In recent decades, as prosperity has increased, human health has improved worldwide; yet not everyone has benefited. In poorer population groups, infectious diseases and maternal and child mortality still cause a great deal of avoidable suffering. Increasingly, however, the gains in prosperity are themselves having a negative impact on health: on the one hand as ‘too much of a good thing’ through the overconsumption of food and the displacement of physical activity from everyday life, on the other as harmful side effects in the form of air pollution and environmental toxins. As a result, lifestyle diseases such as overweight, diabetes, cardiovascular and respiratory diseases are on the rise worldwide. Last but not least, our resource-intensive way of life, with its immense emissions of greenhouse gases, the destruction of natural habitats and increasing pollution of land and sea, has led to a planetary crisis. It threatens the natural life-support systems on Earth and thus the health of all people. Heat waves, disastrous floods and pandemics drastically demonstrate to us that our society is dependent on functioning ecosystems and a stable climate. The planetary crisis could furthermore threaten the cohesion of our societies and overburden healthcare systems. But the crisis also gives us an opportunity to rethink our idea of prosperity and progress, to break habits and make our societies fairer, more sustainable and healthier. Because the increasing environmental and health problems often have common roots, synergies can be found in approaches to solving them. We are at a crossroads. Society, business and politics must assume responsibility and initiate a comprehensive transformation that leads to healthy human life on a healthy planet.

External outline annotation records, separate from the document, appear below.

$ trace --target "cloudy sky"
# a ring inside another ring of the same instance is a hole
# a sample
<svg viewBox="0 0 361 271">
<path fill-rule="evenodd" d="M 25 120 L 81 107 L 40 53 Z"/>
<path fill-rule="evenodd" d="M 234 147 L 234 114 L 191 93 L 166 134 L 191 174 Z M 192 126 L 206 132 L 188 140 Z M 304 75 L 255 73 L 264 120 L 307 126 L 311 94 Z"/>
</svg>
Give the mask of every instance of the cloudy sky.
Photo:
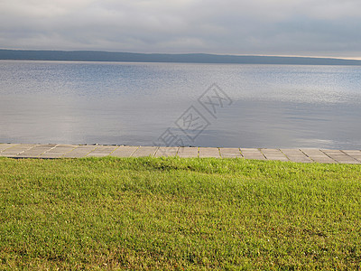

WBGU identified ten key issues in dealing with planetary health and developed a couple of questions for each issue (see discussion paper). These questions are intended to stimulate a debate on this topic and to encourage people to get involved in these developments. In the course of its current work on a report dealing with the relationship between health and global sustainability, the WBGU will organize various events at which the above questions can be discussed.